By Vikram Roy in New Delhi - RFI
India Indian farmers on the warpath, bristle at 'watershed' laws
SEP 26, 2020 LISTEN

Indian farmers in their thousands led protests against new laws they fear will put cultivators at the mercy of wealthy businesses but the government called the reforms a "watershed moment" for the agriculture sector.

Farmers squatted on public highways in parts of India on Friday to oppose the legislations they said were injurious to the interest of the country's 119 million cultivators and 144 million farmhands.

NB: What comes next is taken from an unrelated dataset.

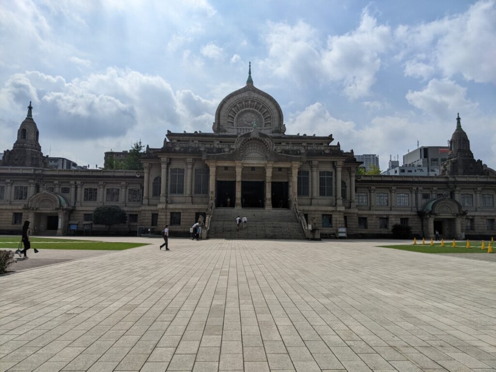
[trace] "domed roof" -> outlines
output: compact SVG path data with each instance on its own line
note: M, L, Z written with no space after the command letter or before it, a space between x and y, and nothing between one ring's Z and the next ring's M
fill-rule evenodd
M253 127L265 133L286 131L281 107L272 96L253 85L250 63L247 85L222 100L212 129L214 133L240 134Z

The newly-minted laws have also sparked bitter sparring between Prime Minister Narendra Modi's ruling Bharatiya Janata Party (BJP) and its political foes.

Trains cancelled, highways blocked
Protest groups in Haryana and Punjab warned they would intensify the agitation in the coming days as thousands spilled out on the streets of the two northern states.

Opposition-ruled Punjab state Chief Minister Amrinder Singh said he would drag the government to court.

"I will do what it takes to save my farmers and my state from these dangerous new laws, whose implementation will cripple the farming sector and also destroy Punjab's lifeline of agriculture," he said.

Punjab and Haryana account for 37.8 percent of India's wheat and 25.5 percent of its rice production.

Authorities suspended 19 inter-city trains and deployed law officers to four national motorways where protesters, led by 350 farmers organizations and 10 national workers' unions, blocked traffic.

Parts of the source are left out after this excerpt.